View compensation data for nonprofits by state on pages like California, New York, or Texas.
Total Compensation vs. Base Salary
Form 990 reports total compensation, which can include several components beyond base salary:
- Base salary: The fixed annual compensation
- Bonus/incentive pay: Performance-based payments (increasingly common at larger nonprofits)
- Deferred compensation: Retirement contributions, supplemental executive retirement plans (SERPs)
- Benefits: Health insurance, life insurance, housing allowances, car allowances
- Other compensation: Can include severance, relocation costs, or compensation from related organizations
At large organizations, base salary may represent only 50-70% of total reported compensation. A CEO with a $1M base salary might show $1.8M in total compensation after benefits, bonuses, and deferred compensation are added.
Is the Pay "Reasonable"?
The IRS standard for nonprofit compensation is "reasonableness" — pay must be comparable to what similar organizations pay for similar positions. The IRS can impose excise taxes on "excess benefit transactions" if compensation is found to be unreasonable.

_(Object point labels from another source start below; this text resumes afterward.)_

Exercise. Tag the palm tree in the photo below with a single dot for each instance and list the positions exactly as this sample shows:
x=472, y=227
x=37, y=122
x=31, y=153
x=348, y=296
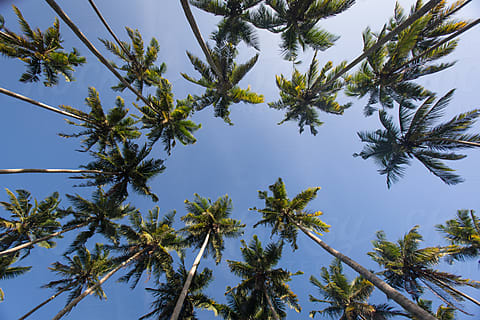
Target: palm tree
x=167, y=293
x=41, y=51
x=262, y=280
x=463, y=233
x=101, y=128
x=149, y=242
x=167, y=121
x=222, y=91
x=349, y=300
x=410, y=268
x=235, y=25
x=207, y=224
x=302, y=98
x=296, y=21
x=29, y=223
x=128, y=167
x=418, y=137
x=80, y=272
x=139, y=61
x=286, y=216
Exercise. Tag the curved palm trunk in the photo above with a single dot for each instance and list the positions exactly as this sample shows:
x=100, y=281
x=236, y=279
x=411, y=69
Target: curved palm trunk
x=31, y=243
x=391, y=293
x=41, y=105
x=270, y=304
x=188, y=282
x=381, y=42
x=44, y=302
x=98, y=284
x=92, y=48
x=198, y=36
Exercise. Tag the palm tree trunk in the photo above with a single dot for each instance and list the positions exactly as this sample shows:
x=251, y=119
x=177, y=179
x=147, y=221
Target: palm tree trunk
x=198, y=36
x=92, y=48
x=39, y=104
x=391, y=293
x=31, y=243
x=380, y=42
x=188, y=282
x=270, y=304
x=98, y=284
x=44, y=303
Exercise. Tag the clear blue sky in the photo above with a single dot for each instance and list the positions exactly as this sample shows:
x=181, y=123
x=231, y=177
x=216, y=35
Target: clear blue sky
x=236, y=160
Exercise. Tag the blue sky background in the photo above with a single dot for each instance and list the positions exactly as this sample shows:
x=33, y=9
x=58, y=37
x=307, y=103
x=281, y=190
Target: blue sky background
x=236, y=160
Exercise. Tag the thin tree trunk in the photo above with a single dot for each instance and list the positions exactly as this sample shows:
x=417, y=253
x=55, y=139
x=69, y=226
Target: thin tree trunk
x=188, y=282
x=98, y=284
x=391, y=293
x=380, y=42
x=31, y=243
x=92, y=48
x=198, y=36
x=44, y=303
x=41, y=105
x=270, y=304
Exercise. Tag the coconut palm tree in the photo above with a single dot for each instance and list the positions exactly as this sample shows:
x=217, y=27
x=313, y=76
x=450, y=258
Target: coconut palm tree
x=41, y=51
x=29, y=222
x=149, y=242
x=261, y=279
x=80, y=272
x=301, y=97
x=347, y=300
x=463, y=233
x=104, y=129
x=296, y=21
x=139, y=61
x=410, y=268
x=127, y=167
x=235, y=25
x=222, y=91
x=167, y=121
x=286, y=216
x=166, y=295
x=418, y=136
x=207, y=224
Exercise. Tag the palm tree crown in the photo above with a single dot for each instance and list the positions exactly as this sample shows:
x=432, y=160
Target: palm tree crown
x=42, y=51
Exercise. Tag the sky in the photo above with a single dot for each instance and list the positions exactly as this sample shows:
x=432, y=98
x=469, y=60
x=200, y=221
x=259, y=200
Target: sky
x=236, y=160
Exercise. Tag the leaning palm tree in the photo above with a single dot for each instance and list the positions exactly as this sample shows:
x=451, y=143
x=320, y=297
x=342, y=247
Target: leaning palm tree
x=149, y=242
x=286, y=216
x=410, y=268
x=100, y=128
x=166, y=295
x=166, y=121
x=41, y=51
x=80, y=272
x=306, y=93
x=207, y=224
x=223, y=90
x=296, y=21
x=463, y=233
x=261, y=279
x=347, y=300
x=419, y=137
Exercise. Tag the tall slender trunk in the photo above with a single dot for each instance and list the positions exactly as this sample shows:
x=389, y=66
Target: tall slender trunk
x=188, y=282
x=92, y=48
x=40, y=104
x=44, y=303
x=380, y=42
x=198, y=36
x=31, y=243
x=98, y=284
x=270, y=304
x=377, y=282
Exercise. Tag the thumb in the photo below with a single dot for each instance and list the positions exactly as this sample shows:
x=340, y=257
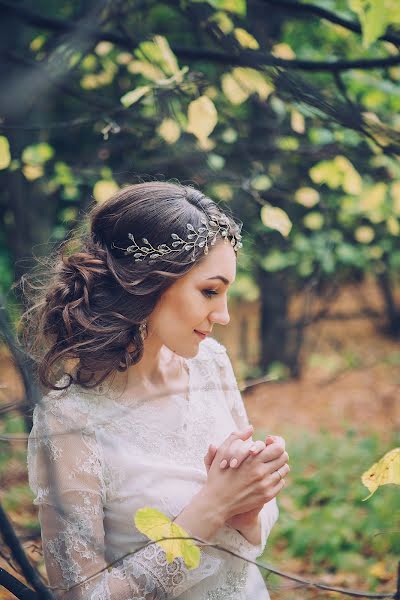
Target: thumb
x=209, y=457
x=245, y=434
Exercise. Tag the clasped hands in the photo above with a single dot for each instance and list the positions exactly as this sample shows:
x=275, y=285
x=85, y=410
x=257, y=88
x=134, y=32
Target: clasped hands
x=253, y=474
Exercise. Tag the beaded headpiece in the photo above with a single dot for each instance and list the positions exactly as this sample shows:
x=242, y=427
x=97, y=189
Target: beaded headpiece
x=203, y=237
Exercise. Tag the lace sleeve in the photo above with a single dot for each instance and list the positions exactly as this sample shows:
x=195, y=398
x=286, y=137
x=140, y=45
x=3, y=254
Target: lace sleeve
x=269, y=514
x=66, y=476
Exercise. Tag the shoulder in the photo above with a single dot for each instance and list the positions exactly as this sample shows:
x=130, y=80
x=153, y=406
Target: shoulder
x=210, y=348
x=63, y=409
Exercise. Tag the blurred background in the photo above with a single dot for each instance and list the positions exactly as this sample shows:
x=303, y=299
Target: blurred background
x=286, y=113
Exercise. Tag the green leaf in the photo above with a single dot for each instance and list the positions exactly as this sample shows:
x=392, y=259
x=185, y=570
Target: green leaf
x=135, y=95
x=375, y=16
x=37, y=154
x=5, y=156
x=235, y=6
x=157, y=526
x=245, y=39
x=202, y=118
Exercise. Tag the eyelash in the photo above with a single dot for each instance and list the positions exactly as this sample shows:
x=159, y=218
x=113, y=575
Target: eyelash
x=210, y=293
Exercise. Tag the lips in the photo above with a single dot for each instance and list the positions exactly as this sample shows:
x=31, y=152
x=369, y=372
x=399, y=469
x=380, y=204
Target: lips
x=201, y=334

In practice, "reasonable" is determined through a comparability process:
- The board's compensation committee identifies comparable organizations (similar size, sector, geography)

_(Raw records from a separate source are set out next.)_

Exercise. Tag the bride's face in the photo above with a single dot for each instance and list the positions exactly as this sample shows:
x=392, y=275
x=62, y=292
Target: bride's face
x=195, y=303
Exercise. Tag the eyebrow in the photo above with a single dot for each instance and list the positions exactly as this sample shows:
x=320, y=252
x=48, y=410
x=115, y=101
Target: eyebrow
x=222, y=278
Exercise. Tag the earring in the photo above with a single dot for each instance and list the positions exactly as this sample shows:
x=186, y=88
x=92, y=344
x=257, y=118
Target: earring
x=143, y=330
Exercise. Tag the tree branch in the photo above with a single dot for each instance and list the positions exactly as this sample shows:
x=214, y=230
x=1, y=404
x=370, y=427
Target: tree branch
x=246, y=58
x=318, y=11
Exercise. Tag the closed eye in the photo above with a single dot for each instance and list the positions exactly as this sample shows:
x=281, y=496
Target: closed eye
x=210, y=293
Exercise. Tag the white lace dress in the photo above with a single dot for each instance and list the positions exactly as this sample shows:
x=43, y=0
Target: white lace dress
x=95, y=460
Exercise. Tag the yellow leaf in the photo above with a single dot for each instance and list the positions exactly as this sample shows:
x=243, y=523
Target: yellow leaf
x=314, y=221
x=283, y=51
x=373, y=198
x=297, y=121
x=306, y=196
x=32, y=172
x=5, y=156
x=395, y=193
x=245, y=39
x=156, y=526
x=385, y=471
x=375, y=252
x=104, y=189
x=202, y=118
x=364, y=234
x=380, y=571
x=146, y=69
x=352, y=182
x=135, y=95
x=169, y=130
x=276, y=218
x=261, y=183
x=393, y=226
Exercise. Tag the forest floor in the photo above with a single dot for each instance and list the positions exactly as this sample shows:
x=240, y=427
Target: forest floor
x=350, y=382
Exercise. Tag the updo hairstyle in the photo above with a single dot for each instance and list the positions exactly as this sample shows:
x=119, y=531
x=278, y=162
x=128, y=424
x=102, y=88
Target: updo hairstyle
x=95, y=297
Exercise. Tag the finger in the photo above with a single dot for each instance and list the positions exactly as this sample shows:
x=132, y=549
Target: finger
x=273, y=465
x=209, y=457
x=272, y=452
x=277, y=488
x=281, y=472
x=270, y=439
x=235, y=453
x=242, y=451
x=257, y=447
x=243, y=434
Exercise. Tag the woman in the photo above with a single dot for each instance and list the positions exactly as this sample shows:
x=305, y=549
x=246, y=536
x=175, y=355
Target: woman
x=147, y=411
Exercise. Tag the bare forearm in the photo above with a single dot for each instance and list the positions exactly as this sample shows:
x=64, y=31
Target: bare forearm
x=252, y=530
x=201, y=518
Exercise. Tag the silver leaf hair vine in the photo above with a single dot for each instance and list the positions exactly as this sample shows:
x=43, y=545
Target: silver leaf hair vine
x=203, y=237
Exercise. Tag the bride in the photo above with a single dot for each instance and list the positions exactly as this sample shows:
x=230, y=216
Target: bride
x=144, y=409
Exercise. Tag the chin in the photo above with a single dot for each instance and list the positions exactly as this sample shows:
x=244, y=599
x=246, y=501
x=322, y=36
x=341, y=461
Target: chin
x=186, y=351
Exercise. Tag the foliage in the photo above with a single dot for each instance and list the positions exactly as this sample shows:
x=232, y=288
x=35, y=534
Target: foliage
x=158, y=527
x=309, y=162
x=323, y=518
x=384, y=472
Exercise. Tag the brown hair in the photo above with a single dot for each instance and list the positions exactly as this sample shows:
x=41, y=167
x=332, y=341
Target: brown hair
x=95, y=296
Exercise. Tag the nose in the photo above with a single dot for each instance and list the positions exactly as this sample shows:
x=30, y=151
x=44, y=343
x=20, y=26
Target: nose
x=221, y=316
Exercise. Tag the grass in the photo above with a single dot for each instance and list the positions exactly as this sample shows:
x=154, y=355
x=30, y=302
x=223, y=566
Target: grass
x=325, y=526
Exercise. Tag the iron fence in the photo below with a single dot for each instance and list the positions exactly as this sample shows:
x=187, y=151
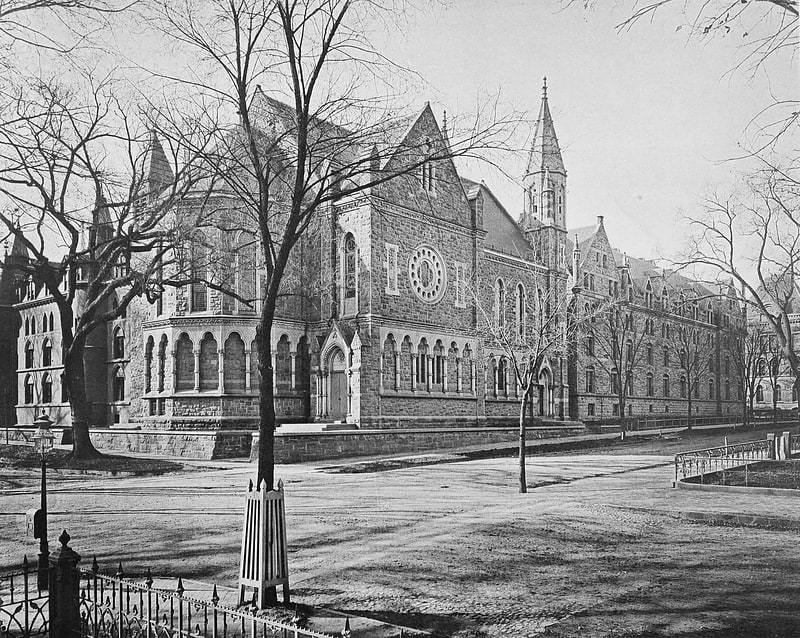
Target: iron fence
x=116, y=607
x=700, y=462
x=24, y=610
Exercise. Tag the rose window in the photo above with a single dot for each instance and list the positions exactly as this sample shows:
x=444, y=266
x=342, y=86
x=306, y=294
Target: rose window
x=427, y=274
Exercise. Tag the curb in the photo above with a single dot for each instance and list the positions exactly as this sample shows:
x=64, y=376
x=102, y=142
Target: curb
x=739, y=489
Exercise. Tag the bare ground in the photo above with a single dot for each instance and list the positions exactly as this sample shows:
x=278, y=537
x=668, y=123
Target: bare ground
x=594, y=550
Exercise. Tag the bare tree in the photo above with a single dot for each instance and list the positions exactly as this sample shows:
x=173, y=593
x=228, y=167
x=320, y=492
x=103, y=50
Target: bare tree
x=754, y=238
x=540, y=333
x=747, y=351
x=97, y=234
x=330, y=140
x=693, y=348
x=615, y=339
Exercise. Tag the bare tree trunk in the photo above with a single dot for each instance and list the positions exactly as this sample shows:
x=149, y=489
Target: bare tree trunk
x=75, y=378
x=266, y=426
x=266, y=429
x=774, y=407
x=745, y=414
x=523, y=480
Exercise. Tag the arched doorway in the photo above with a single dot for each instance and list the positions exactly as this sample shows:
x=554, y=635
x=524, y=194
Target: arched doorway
x=545, y=394
x=337, y=385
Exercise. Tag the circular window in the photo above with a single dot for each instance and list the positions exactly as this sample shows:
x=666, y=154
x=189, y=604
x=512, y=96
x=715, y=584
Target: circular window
x=427, y=274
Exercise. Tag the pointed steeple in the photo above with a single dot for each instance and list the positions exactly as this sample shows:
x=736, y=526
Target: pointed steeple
x=545, y=153
x=157, y=172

- It reviews compensation data from Form 990 filings, salary surveys, and consultant reports
- It sets compensation within the range of comparable data, documenting the process
- The full board reviews and approves
This process creates a self-reinforcing cycle: if everyone benchmarks against each other, compensation across the sector tends to ratchet upward over time — a dynamic also seen in corporate CEO pay.
Red Flags to Watch For
While high compensation isn't inherently problematic, certain patterns should raise questions:
- Compensation exceeding 5% of total revenue at a small organization
- Large compensation increases during years of declining program spending
- Loans to officers (reported on Form 990, Schedule L) — a potential indicator of self-dealing
- Compensation from related organizations that isn't transparently disclosed
- No independent compensation committee — the CEO effectively sets their own pay
Explore the highest-compensated nonprofit officers on GiveScope to see how pay compares across the sector.
The Bottom Line
Nonprofit CEO salary is not a moral question — it's a market question with moral dimensions. The data shows a clear, predictable relationship between organizational size and executive pay, with significant variation by sector and geography. Boards should benchmark rigorously, document their process, and ensure that compensation reflects organizational complexity — not just organizational size. And donors should evaluate compensation in context, not in isolation.